Поэтому он сказал ей самым тихим и обнадеживающим голосом, на какой только был способен, что понимает ее страхи:
— Это не значит, что я с тобой согласен, — почему ты думаешь, что ты им не понравишься? Почему мы оба обязательно должны им не понравиться? Я только хочу сказать — мне понятно, что ты имеешь в виду.
Глава третья
Таверна «Белая лошадь» на Хадсон-стрит оказалась самым подходящим местом для их собраний. Обычно они приходили туда вчетвером — Билл, Диана и Дэвенпорты, — но не так уж редко выдавались и более веселые вечера, когда Пол Мэйтленд приводил Пегги и вся компания усаживалась вокруг большого коричневого стола, всегда немного влажного, чтобы выпить, поговорить, посмеяться, а иногда и спеть. Майклу нравилось петь; он гордился, что помнит наизусть слова самых малоизвестных песен и, кроме того, знает, когда закончить, хотя в иные вечера Люси все же приходилось бросать на него хмурые взгляды или толкать в бок, чтобы он замолчал.
Все это было незадолго до смерти Дилана Томаса [11] , после которой «Белая лошадь» прославилась на весь мир («А мы так ни разу его и там и не застали, — спустя много лет жаловался Майкл. — Черт знает что: сидеть в „Лошади“ почти каждый вечер и так его и не увидеть. Как можно было не заметить такое лицо? Господи, я даже не знал, что он умер в Америке»).

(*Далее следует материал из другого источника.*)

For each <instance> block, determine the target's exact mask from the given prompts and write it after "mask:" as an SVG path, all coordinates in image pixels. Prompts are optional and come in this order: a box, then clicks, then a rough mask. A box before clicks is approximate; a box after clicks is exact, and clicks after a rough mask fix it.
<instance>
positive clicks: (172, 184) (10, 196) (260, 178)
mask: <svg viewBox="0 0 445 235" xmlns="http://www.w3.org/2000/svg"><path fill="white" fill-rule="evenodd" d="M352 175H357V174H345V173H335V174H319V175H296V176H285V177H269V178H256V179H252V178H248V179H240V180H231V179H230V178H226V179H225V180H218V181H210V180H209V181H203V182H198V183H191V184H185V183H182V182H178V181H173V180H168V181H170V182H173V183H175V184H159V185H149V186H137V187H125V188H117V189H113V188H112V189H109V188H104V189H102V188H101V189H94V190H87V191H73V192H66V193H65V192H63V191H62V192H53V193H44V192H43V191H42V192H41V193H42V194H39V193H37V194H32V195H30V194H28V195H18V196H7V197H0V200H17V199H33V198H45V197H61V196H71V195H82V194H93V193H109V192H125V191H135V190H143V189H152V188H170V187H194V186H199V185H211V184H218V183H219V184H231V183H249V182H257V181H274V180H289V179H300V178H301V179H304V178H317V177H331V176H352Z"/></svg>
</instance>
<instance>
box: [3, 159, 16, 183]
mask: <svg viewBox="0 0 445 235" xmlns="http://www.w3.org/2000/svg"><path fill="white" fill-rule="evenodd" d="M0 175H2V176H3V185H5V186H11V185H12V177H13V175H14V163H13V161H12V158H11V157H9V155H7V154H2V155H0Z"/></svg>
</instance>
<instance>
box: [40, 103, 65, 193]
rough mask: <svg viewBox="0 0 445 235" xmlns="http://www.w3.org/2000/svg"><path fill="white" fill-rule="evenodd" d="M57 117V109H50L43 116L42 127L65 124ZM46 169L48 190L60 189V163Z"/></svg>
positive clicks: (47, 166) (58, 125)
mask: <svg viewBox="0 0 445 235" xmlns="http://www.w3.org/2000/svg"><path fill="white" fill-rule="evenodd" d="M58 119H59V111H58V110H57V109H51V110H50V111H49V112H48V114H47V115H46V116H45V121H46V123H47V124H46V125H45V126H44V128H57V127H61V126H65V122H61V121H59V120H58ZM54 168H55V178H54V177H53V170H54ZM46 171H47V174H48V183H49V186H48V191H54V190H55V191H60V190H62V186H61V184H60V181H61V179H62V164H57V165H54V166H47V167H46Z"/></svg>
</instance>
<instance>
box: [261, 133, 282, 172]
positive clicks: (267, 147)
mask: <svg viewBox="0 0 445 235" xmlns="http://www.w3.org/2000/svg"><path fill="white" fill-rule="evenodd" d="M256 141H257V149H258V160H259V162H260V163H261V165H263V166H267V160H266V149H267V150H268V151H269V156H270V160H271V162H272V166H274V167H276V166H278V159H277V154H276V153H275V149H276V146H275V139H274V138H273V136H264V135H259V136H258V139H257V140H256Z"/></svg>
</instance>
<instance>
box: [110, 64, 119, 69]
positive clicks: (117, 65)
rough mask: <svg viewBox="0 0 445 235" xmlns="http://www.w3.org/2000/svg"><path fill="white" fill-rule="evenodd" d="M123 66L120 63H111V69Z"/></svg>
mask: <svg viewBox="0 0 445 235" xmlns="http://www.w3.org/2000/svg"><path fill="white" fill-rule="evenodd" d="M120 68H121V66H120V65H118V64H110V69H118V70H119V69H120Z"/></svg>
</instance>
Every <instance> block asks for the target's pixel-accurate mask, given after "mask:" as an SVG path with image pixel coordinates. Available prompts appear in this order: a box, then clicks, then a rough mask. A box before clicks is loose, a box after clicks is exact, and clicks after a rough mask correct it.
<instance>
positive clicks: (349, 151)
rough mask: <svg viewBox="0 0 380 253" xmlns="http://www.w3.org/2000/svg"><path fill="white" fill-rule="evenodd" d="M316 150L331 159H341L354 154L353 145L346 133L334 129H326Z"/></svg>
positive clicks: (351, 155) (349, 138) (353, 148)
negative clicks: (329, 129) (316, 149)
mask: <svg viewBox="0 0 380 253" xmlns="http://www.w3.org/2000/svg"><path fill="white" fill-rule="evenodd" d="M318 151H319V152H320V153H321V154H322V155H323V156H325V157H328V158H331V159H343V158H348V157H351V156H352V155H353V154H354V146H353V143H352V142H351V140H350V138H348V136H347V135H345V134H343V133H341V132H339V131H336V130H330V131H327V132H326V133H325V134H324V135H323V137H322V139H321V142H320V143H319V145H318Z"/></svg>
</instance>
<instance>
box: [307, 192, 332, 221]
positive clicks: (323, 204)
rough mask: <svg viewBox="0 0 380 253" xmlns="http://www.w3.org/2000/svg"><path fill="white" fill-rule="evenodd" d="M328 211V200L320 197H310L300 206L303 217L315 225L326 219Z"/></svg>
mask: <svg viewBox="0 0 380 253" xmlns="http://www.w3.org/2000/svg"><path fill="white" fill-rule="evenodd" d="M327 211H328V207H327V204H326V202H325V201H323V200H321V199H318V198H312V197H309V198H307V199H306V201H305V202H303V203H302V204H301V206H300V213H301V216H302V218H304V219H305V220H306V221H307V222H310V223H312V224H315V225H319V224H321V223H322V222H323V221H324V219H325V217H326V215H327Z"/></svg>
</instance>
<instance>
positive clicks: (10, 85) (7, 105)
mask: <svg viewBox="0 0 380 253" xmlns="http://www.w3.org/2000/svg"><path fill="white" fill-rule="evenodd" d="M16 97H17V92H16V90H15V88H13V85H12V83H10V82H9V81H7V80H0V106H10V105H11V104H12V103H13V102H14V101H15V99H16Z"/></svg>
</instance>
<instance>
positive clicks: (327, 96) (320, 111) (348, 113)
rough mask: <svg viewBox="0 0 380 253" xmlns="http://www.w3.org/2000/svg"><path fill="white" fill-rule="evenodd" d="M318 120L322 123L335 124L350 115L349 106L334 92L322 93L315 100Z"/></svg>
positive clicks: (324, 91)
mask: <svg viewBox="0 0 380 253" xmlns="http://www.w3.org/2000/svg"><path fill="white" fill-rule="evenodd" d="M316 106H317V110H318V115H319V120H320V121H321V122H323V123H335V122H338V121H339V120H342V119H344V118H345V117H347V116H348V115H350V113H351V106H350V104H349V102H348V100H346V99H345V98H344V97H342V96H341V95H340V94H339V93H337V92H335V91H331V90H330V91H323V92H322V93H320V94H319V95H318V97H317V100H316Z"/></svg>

После этой смерти весь Нью-Йорк, похоже, воспылал желанием выпивать каждый вечер в «Белой лошади», и место утратило свою былую привлекательность.
11
Дилан Томас умер в Нью-Йорке 9 ноября 1953 г. Он приехал в город незадолго до этого для участия в поэтических фестивалях и стал на пару недель завсегдатаем «Белой лошади».